US 11,055,524 B2
Data extraction pipeline
Jacques Cali, London (GB); Peter Roelants, London (GB); Christos Sagonas, London (GB); and Romain Sabathe, London (GB)
Assigned to ONFIDO LTD, London (GB)
Filed by ONFIDO LTD, London (GB)
Filed on Jan. 11, 2019, as Appl. No. 16/245,480.
Claims priority of application No. 18151489 (EP), filed on Jan. 12, 2018.
Prior Publication US 2019/0220660 A1, Jul. 18, 2019
Int. Cl. G06K 9/00 (2006.01); G06F 16/35 (2019.01); G06N 3/08 (2006.01)

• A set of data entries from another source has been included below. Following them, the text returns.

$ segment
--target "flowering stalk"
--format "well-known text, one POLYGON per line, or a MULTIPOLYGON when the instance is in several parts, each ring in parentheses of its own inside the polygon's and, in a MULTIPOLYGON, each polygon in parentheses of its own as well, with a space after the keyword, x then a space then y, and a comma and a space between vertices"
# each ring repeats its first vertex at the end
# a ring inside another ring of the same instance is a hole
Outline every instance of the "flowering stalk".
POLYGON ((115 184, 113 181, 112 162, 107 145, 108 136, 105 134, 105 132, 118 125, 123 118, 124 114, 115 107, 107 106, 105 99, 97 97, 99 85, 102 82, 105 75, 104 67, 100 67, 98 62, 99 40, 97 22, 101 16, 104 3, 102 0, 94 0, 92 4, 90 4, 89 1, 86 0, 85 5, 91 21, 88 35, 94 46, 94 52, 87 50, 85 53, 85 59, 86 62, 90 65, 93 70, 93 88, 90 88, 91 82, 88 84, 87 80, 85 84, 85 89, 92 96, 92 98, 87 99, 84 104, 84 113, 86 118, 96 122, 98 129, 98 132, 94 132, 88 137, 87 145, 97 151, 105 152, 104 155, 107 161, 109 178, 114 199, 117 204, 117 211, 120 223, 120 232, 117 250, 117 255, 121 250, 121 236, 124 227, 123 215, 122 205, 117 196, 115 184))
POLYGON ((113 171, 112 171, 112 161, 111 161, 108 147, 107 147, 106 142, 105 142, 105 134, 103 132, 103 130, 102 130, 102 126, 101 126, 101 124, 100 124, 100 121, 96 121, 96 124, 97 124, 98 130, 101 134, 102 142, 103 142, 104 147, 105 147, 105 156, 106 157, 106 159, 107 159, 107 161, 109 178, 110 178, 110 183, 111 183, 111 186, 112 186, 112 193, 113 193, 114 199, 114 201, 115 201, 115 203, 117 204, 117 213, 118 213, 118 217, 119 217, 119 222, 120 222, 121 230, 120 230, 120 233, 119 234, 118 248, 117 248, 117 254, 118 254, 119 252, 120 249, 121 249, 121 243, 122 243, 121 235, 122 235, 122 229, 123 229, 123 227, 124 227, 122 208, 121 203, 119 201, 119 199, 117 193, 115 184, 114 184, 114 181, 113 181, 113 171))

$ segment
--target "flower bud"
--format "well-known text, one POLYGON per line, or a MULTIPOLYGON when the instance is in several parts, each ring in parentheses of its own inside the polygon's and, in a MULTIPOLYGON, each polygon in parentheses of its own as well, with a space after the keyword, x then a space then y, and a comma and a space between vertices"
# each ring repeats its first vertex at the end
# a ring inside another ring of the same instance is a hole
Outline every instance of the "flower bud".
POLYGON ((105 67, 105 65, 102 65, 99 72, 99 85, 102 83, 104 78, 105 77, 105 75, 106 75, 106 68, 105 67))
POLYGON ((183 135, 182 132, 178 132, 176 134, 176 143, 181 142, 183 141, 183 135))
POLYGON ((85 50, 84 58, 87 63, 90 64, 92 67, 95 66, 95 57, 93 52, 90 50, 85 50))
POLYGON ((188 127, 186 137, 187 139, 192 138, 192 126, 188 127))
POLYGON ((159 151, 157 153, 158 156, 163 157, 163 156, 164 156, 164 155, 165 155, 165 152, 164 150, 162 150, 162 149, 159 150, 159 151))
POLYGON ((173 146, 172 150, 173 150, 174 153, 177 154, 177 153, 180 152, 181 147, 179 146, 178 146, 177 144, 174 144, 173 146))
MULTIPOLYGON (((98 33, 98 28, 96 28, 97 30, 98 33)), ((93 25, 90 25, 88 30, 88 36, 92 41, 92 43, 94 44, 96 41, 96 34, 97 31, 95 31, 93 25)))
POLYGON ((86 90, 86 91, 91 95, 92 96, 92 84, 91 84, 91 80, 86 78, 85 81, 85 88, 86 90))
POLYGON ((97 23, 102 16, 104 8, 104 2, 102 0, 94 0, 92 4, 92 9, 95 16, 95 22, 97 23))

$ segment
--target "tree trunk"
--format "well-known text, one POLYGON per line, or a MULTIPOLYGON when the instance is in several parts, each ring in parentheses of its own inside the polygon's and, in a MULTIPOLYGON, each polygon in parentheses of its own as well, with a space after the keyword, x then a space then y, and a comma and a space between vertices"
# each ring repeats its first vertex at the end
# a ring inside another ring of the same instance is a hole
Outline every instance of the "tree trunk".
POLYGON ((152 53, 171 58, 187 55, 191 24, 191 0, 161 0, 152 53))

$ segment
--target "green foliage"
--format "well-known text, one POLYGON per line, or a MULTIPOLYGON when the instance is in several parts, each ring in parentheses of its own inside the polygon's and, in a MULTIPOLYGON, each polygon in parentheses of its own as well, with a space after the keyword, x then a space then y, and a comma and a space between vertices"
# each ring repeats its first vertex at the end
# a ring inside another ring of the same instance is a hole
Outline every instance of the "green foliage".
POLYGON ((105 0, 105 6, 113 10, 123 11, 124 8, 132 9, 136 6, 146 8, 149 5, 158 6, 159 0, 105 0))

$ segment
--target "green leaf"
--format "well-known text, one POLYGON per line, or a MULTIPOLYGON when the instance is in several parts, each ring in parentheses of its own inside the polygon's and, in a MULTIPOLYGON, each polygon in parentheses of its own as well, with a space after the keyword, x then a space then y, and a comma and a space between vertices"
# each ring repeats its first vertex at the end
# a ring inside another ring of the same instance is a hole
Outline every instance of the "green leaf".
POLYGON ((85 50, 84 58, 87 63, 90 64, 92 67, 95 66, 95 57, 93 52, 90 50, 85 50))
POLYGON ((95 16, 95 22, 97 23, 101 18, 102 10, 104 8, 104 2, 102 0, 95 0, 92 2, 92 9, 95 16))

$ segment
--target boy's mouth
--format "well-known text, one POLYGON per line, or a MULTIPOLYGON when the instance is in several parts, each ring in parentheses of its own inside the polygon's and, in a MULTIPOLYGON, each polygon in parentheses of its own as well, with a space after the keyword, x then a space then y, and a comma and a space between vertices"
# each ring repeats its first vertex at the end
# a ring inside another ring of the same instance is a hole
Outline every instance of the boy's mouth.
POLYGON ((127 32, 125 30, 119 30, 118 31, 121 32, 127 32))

CPC G06K 9/00456 (2013.01) [G06F 16/35 (2019.01); G06K 9/00442 (2013.01); G06K 9/00463 (2013.01); G06N 3/08 (2013.01); G06K 2209/01 (2013.01)] 17 Claims
OG exemplary drawing
 
1. A method for extracting information from an image of a document comprising:
acquiring an image comprising image data relating to at least a part of the document;
manipulating the image data to obtain a document image;
performing optical character recognition of the image data to produce recognized data;
attempting non-textual classification of the document image by machine recognition of non-textual characters to obtain classification data;
attempting textual classification of the document image by machine recognition of textual characters to obtain classification data; and
using the classification data and recognized data to extract information from the image;
wherein attempting textual classification of the document image by machine recognition of textual characters to obtain classification data comprises keyword classification of the document image to obtain classification data, wherein keyword classification comprises:
obtaining the recognized data;
retrieving a list of template data;
obtaining a weighting matrix using the list of template data;
classifying the document to a determined document type using the list of template data and the weighting matrix; and
if a threshold level of confidence in the classification is achieved, obtaining classification data by semantic labelling of the document image.